The Jays feature a rotation that includes Ricky Romero, 25, Shaun Marcum, 28, Morrow, 26, and Brett Cecil, 23. Kyle Drabek, 22, obtained from Philadelphia in the Halladay deal, is having a strong year in Double-A (12-9, 2.92). All of them attack hitters with quality stuff, though Marcum does so not with velocity but with a killer change-up.
Anthopoulos said he considered the Rays, with a rotation that is aggressive with fastballs, as "the standard-bearers" of how to build an AL East-worthy pitching staff. "With a collection of young starting pitchers with stuff and a veteran bullpen you can do some damage," he said.
The Jays' blueprint goes beyond collecting young starters with swing-and-miss stuff. When the front office and scouts gathered in their war room for the draft last June, Anthopoulos talked to them about the teams GM Pat Gillick put together to win World Series titles in 1992 and 1993, teams filled what he called "athletic players with baseball skills . . . two-way players." The group included players such as Devon White, Roberto Alomar, Kelly Gruber and Tony Fernandez.
(The Jays used each of their first five picks -- among the top 61 picks overall -- on pitchers. And they are big pitchers: 6-6, 220-pound right-hander William McGuire; 6-4, 190-pound RHP Aaron Sanchez; 6-5, 200-pound RHP Noah Snydergaard; 6-4, 235-pound RHP Asher Wojciechowski and 6-3, 200-pound left-hander Griffin Murphy. They also spent $10 million last April on free agent shortstop Adeiny Hecchavaria from Cuba.)
Anthopoulos has emphasized not only drafting such athletic players, but also acquiring them from other organizations, such as Fred Lewis (added in an April trade with the Giants) and Yunel Escobar (a July trade with the Braves). But the move that most revealed his philosophy was when he traded a big-league ready first baseman, Brett Wallace, to Houston for Anthony Gose, a 19-year-old Class-A center fielder whom the Astros acquired from Philadelphia in the Roy Oswalt deal. Gose has limited power, has great speed but has been thrown out on 47 percent of his steal attempts this year, and owns a career OBP in the minors of .324. But Anthopoulos acquired him because in time he could develop into a premium center fielder.
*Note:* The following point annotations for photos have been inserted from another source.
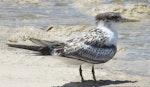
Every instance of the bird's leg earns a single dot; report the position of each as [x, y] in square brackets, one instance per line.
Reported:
[93, 73]
[80, 70]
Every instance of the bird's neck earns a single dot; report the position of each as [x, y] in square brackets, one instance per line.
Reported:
[110, 31]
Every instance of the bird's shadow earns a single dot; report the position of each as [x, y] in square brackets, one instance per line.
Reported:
[90, 83]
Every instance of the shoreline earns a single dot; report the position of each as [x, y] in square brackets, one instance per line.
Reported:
[23, 68]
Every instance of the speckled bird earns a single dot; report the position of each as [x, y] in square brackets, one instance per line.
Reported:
[95, 46]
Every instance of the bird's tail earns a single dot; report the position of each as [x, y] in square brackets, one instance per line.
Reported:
[44, 47]
[27, 47]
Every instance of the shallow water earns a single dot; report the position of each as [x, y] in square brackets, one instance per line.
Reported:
[15, 15]
[134, 36]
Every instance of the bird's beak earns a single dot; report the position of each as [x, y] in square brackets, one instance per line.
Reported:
[123, 20]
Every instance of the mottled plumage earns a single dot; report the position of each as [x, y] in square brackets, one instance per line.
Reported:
[97, 45]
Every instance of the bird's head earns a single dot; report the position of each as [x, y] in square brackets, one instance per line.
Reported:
[108, 18]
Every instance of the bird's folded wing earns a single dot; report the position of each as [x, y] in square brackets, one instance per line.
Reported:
[44, 43]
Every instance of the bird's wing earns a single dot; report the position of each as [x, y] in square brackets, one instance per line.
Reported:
[45, 42]
[90, 47]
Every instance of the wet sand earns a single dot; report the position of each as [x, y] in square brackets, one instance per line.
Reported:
[22, 68]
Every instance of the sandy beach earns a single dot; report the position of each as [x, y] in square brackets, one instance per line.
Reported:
[24, 19]
[22, 68]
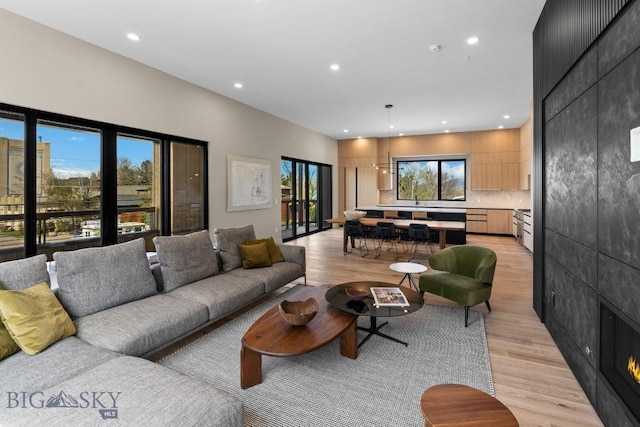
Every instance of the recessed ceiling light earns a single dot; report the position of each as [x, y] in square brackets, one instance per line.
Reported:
[473, 40]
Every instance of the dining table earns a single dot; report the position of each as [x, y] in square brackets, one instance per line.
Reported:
[441, 226]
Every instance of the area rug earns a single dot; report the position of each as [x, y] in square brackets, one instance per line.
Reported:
[382, 387]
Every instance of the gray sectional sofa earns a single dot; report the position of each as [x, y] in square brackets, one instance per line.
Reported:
[124, 309]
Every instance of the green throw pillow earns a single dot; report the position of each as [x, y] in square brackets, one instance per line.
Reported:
[274, 251]
[254, 256]
[7, 345]
[35, 318]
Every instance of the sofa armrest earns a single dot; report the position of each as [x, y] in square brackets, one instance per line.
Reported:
[295, 254]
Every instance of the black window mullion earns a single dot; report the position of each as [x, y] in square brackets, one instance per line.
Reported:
[165, 187]
[109, 187]
[30, 194]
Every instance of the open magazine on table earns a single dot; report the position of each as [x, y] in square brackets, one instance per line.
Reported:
[389, 297]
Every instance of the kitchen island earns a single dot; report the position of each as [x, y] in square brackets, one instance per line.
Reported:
[455, 237]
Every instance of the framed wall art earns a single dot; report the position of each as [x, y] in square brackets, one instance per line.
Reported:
[248, 183]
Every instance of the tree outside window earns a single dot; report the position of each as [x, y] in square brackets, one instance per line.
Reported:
[431, 179]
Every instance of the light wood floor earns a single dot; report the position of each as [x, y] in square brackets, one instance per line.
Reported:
[530, 376]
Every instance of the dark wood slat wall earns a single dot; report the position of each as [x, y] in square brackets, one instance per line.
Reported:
[565, 30]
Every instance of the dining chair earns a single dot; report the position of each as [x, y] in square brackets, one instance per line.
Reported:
[355, 232]
[385, 232]
[390, 215]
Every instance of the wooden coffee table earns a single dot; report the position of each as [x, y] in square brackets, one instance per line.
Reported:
[272, 336]
[455, 405]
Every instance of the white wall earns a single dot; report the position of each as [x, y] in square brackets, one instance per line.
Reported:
[47, 70]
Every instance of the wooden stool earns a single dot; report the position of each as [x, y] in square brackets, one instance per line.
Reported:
[454, 405]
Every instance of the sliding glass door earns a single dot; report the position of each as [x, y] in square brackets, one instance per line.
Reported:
[306, 197]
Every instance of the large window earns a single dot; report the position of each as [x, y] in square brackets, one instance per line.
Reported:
[138, 177]
[306, 197]
[423, 180]
[68, 183]
[68, 194]
[187, 187]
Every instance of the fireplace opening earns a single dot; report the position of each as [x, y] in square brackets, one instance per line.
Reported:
[620, 356]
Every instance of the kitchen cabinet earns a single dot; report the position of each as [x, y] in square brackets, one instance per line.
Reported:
[499, 221]
[490, 221]
[476, 221]
[527, 230]
[495, 160]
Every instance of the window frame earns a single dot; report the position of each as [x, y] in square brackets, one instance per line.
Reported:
[439, 160]
[108, 170]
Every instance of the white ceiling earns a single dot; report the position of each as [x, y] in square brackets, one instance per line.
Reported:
[281, 51]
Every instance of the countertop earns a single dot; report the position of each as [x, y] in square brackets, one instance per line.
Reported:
[421, 208]
[411, 208]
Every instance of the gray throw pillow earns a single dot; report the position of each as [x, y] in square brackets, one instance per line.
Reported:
[185, 259]
[24, 273]
[227, 241]
[94, 279]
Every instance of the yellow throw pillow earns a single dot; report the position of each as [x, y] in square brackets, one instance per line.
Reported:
[7, 345]
[35, 318]
[274, 251]
[254, 256]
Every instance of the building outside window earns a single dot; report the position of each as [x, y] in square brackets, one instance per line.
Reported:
[72, 183]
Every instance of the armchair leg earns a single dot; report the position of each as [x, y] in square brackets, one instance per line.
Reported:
[466, 316]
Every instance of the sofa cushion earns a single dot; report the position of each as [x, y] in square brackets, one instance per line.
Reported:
[227, 241]
[274, 277]
[94, 279]
[222, 294]
[185, 259]
[62, 360]
[142, 326]
[134, 392]
[7, 345]
[23, 273]
[274, 251]
[255, 255]
[34, 318]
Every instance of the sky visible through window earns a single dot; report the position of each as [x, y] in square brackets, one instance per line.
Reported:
[73, 153]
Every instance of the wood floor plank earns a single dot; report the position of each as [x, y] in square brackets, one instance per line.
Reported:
[530, 375]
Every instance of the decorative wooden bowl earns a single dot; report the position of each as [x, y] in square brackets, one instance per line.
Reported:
[298, 313]
[355, 294]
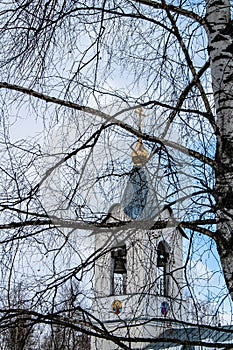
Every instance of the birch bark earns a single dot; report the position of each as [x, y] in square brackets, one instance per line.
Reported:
[220, 37]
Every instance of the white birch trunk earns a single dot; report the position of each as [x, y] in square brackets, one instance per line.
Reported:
[220, 35]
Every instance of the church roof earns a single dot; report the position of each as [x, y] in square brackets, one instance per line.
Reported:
[186, 335]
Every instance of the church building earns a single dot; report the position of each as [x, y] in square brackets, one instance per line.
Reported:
[139, 273]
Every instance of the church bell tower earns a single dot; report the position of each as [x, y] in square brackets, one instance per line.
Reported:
[138, 272]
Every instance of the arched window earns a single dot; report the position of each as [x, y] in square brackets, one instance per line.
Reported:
[119, 271]
[162, 268]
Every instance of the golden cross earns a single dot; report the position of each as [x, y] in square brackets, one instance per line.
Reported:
[139, 112]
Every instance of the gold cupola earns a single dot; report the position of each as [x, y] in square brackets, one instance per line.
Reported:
[139, 154]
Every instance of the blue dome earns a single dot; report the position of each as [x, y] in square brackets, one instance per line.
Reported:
[136, 192]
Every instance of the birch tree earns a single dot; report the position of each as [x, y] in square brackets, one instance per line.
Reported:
[82, 69]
When the Toronto scouts scoured the Philadelphia system last summer in preparation for a possible Halladay trade, "Gose was not really on our radar," Anthopoulos said. "But every scout we sent out there came back raving about Anthony Gose."
Anthopoulos said he tried to trade for Gose last winter in the Halladay deal, tried again in spring training and again early in the season. It wasn't until he cut a side deal with Houston GM Ed Wade -- it was not a traditional three-way trade -- that he finally got Gose.
"We looked at the free agent classes for the next couple of years and there was something like only three or four center fielders but first-base/DH types there were about 20," Anthopoulos said. "Those guys don't become available."
In his 10 months on the job, Anthopoulos already has put his imprint on the organization. He still has work left to emulate the Rays in order to compete with the Yankees and Red Sox for a playoff spot. But for now he has built a team that has the power, on the mound and at the plate, to be the game's biggest spoiler down the stretch.